Lamotrigine is supposed to be a mood stabilizer but it feels like the opposite right now. I was thinking maybe it's reconnecting me to my emotions and I'm feeling all of the stress and anxiety that I couldn't feel since the depersonalization started. Maybe it's something entirely different and I'm having a bad reaction to the meds .

I'd like to hear your guy's thoughts.
 
Reconnecting you to your emotions sounds like a logical and neat explanation but either way it's something to talk to your doctor about and figure out if the dosage needs to be adjusted down or something. Maybe it wasn't the best time to jump up to 50mg I suppose.

Hang in there and let us know how you're doing.
 
So I am guna be attempting Ketamine infusions soon for the LTC.

I am just scared of any possible HPPD which i don't have right now. I only have visual snow+tinnitus as part of that and those were *not* directly induced by MDMA but by an SSRI I started way too close to the MDMA incident starting. Like after a month of it. So my serotonin system may have been hypersensitive and the problem didnt go away after stopping it. I shouldve just waited a reasonable amount of time before even trying it.

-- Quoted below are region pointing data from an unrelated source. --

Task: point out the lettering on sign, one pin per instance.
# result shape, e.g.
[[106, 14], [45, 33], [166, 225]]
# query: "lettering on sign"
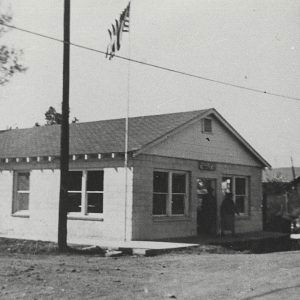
[[207, 166]]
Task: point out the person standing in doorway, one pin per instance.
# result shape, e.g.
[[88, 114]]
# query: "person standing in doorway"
[[228, 211]]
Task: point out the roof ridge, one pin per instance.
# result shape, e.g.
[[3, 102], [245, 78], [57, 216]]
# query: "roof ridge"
[[105, 120]]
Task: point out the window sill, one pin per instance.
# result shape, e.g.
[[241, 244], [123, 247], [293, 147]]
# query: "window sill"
[[21, 214], [170, 218], [93, 217]]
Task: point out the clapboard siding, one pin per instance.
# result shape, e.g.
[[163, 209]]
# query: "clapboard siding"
[[218, 146]]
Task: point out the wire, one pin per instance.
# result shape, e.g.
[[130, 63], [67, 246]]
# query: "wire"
[[157, 66]]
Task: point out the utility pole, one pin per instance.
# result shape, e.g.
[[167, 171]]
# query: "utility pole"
[[64, 136], [293, 169]]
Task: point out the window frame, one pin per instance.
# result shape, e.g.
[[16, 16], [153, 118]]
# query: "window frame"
[[170, 193], [16, 192], [204, 130], [84, 196], [234, 195]]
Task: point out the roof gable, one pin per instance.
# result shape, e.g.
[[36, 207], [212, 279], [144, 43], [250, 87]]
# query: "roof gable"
[[107, 136], [91, 137]]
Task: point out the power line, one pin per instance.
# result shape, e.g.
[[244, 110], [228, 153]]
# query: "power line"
[[157, 66]]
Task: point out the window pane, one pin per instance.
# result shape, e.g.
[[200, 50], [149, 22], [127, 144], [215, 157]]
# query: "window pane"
[[207, 125], [240, 203], [226, 185], [160, 182], [178, 183], [159, 204], [23, 201], [95, 181], [240, 186], [74, 183], [23, 181], [95, 203], [177, 204], [74, 201]]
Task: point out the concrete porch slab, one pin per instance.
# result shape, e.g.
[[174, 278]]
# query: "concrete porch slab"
[[146, 248]]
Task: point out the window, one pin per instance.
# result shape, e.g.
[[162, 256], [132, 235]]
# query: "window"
[[169, 193], [206, 125], [21, 192], [238, 186], [86, 192]]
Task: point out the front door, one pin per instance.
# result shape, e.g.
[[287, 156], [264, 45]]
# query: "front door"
[[206, 206]]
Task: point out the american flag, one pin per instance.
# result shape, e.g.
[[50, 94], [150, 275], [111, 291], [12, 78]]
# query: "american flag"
[[116, 31]]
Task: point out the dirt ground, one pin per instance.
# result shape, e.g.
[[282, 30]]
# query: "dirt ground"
[[193, 274]]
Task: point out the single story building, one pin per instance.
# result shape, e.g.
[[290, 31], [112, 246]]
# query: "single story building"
[[177, 164]]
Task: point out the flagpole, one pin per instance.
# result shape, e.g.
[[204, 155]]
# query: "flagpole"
[[127, 128]]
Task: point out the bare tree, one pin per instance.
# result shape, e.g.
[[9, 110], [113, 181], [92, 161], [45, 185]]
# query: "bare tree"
[[9, 56]]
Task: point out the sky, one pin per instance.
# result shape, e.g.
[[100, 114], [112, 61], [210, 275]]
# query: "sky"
[[252, 43]]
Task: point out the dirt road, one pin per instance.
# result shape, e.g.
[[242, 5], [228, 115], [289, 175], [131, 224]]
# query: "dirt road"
[[180, 275]]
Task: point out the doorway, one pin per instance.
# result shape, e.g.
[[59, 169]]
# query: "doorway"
[[206, 206]]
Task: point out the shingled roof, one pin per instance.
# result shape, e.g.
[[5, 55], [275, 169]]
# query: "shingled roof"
[[105, 136]]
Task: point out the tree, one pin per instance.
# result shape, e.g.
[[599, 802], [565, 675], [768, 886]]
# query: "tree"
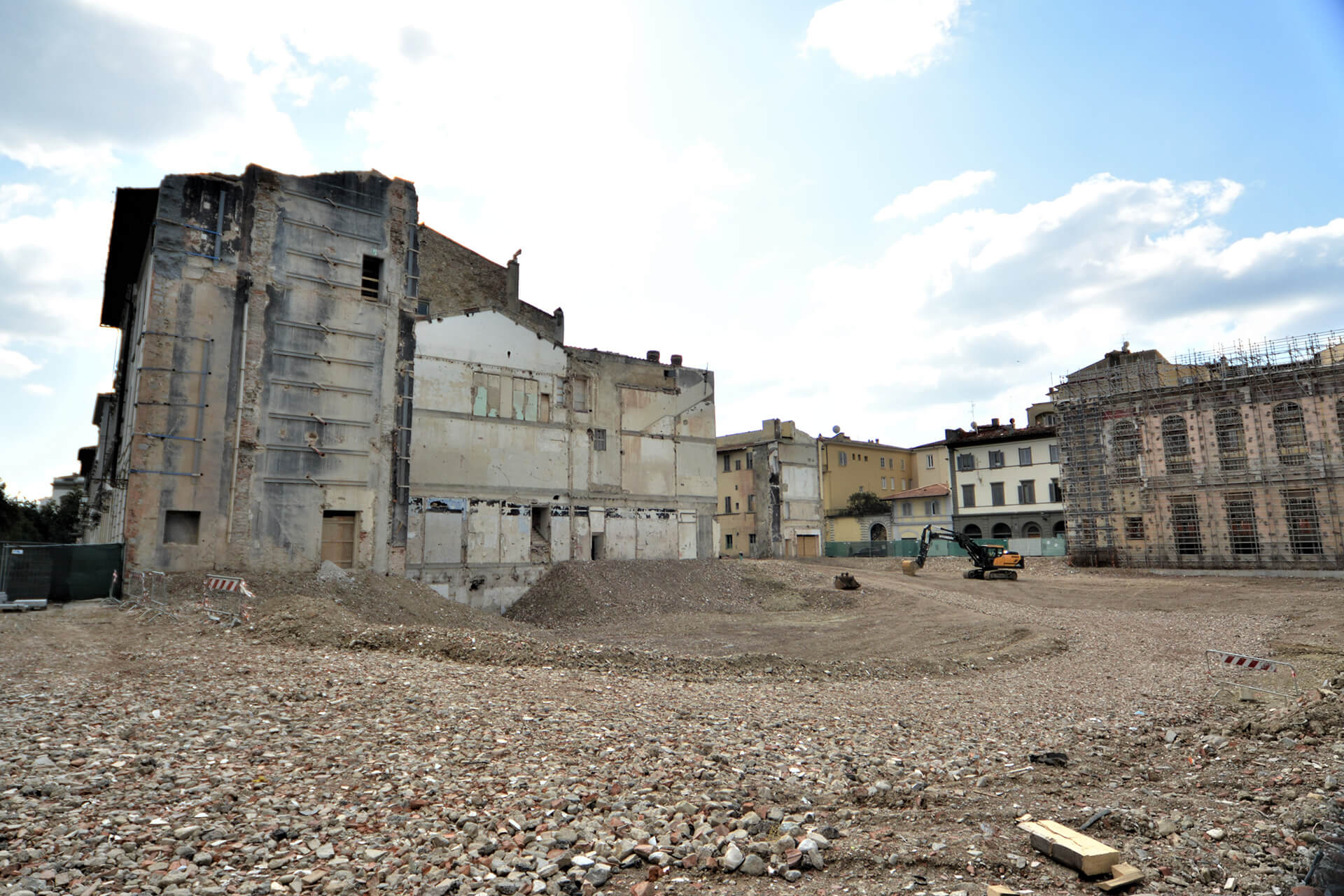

But im concerned about the impact of repeated Ketamine infusions on VS/tinnitus and whether it can trigger HPPD. Ive had it with the mild-moderate depression that is preventing my dreams. My psychiatrist said I should be ok so ive already asked a medical professional but im still so apphrehensive.

Ive been scouring the internet to no avail in finding info about people with VS doing ketamine.
 
I personally think getting persistent HPPD symptoms from non-ecstasy type drugs is extremely rare. Actual HPPD from mushrooms for example is extremely, extremely rare.

I personally did a fair amount of other drugs (ketamine-like drugs included) without a worsening of visual symptoms.

The biggest thing that can worsen VS/tinnitus in my experience is sleep deprivation, but that seemed to be a temporary thing for me.